Liz Pratt is a sensory specialist based in Amsterdam. The Beer Idiots interviewed Liz on how brewers with a small budget can use sensory perception techniques to improve quality.
Many small brewers do not even attempt to do some of the basic procedures to improve the quality of the end product – beer – through testing and tasting tests with panels because they believe it is out of their budget or they do not have the time to do it.
However, Pratt advises that there are ways to achieve improvement by using some of the tools at hand – sight, smell, taste, touch and sound. Tasting panels are also essential.
She advises setting aside four hours a week or less depending on the resources.
Collecting the data and sensory analysis starts by asking great questions: What resources are available; what do you want to know and what questions will provide that information to get actionable results.
These resources may be more than small brewers may think, says Pratt. First there are our basic human senses to evaluate, first the ingredients brought into the brewery, all the way through production to the beer about to be sold to the consumer.
This must be done on a consistent basis and recorded, so as to not only train the senses but also to achieve consistency.
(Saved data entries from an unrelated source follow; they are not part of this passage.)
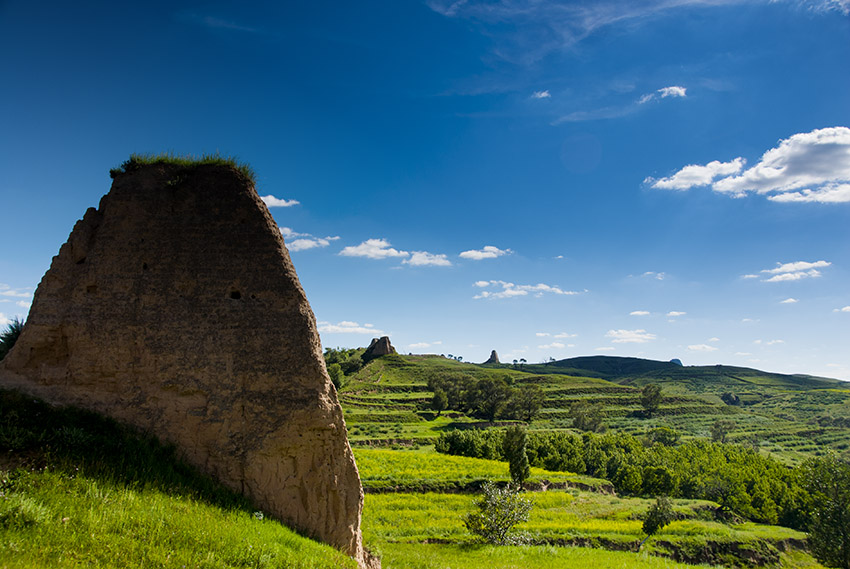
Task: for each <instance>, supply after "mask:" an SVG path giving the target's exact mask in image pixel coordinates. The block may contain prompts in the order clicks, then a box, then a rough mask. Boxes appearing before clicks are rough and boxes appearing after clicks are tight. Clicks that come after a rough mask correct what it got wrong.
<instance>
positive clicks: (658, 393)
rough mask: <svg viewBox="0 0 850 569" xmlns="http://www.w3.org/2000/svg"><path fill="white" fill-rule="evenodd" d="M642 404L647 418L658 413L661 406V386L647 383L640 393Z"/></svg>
mask: <svg viewBox="0 0 850 569" xmlns="http://www.w3.org/2000/svg"><path fill="white" fill-rule="evenodd" d="M640 404H641V407H643V410H644V412H645V414H646V417H647V418H650V417H652V414H653V413H655V412H656V411H658V407H659V406H660V405H661V386H660V385H658V384H655V383H647V384H646V385H645V386H644V387H643V389H642V390H641V392H640Z"/></svg>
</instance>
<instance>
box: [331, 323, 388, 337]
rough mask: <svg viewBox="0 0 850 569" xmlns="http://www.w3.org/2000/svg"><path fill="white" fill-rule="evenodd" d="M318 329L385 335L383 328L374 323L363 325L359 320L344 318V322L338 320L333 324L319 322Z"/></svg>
mask: <svg viewBox="0 0 850 569" xmlns="http://www.w3.org/2000/svg"><path fill="white" fill-rule="evenodd" d="M318 330H319V332H322V333H326V334H374V335H375V336H383V335H385V334H384V332H383V331H382V330H378V329H377V328H375V327H374V326H373V325H372V324H363V325H362V326H361V325H360V324H358V323H357V322H350V321H348V320H343V321H342V322H337V323H336V324H331V323H330V322H319V323H318Z"/></svg>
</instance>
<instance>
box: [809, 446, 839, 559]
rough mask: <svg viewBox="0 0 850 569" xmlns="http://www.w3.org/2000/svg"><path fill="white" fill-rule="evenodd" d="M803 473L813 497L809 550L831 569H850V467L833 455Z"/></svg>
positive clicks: (816, 460)
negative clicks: (832, 568)
mask: <svg viewBox="0 0 850 569" xmlns="http://www.w3.org/2000/svg"><path fill="white" fill-rule="evenodd" d="M803 471H804V473H805V474H804V478H805V480H807V485H808V491H809V494H810V495H811V498H812V513H811V519H810V521H809V539H808V543H809V547H810V548H811V550H812V553H814V555H815V557H816V558H817V559H818V561H820V562H821V563H823V564H824V565H826V566H827V567H838V568H840V569H850V464H848V463H846V462H843V461H841V460H839V459H838V458H837V457H836V456H835V455H829V456H826V457H823V458H817V459H813V460H810V461H808V462H807V463H805V464H804V466H803Z"/></svg>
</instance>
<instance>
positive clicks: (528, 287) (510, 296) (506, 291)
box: [473, 281, 580, 299]
mask: <svg viewBox="0 0 850 569" xmlns="http://www.w3.org/2000/svg"><path fill="white" fill-rule="evenodd" d="M475 286H477V287H480V288H486V287H488V286H494V287H501V289H502V290H497V291H489V290H485V291H483V292H481V293H480V294H477V295H475V296H474V297H473V298H476V299H478V298H489V299H495V298H512V297H515V296H528V295H529V294H534V296H536V297H541V296H543V295H544V294H545V293H550V294H556V295H574V294H580V293H578V292H575V291H571V290H562V289H561V288H560V287H557V286H552V285H547V284H543V283H539V284H536V285H518V284H514V283H509V282H505V281H478V282H476V283H475Z"/></svg>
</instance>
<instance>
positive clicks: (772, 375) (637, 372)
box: [340, 355, 850, 462]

Sensory perception is a way of evaluating appearance, aroma, flavour and mouthfeel, which brewers do anyway, but perhaps in an informal way.
Another means is to set up a basic sensory panel to evaluate the beer. One tip is to invite anyone you can, not just your friends.
“You never know who your strongest taster is,” said Pratt, during her presentation at the Brewers Forum.
Here too, great questions must be asked and a basic way to record the results are needed to get to actionable results: What does the beer taste like; is it what we meant to make; did something change and do we like it?
However the questions must not be so general as to elicit vague answers. They must be clear and concise about appearance, aroma, mouthfeel, texture and aftertaste, for examples.
For example, flavour can be rated as sweet, sour, salty, bitter on a scale of 1-10 with tasters also contributing any notes they have. Mouthfeel can be rated as very light, light, medium or full bodied.
The next step is to organise the data in a way it is understandable to the brewer, while listing the date, topic and answers of each session on an Excel sheet for example, or through apps such as DraughtLab.
From that information brewers can write a short description of the beer based on the visual, aroma, taste and mouthfeel information gleaned from tasters. This will be the baseline description on which to judge subsequent batches.
“What is needed and what is possible is different for every team,” Pratt said.
This interview and article is part of our series of interviews at The Brewers of Europe’s Brewers Forum in Prague.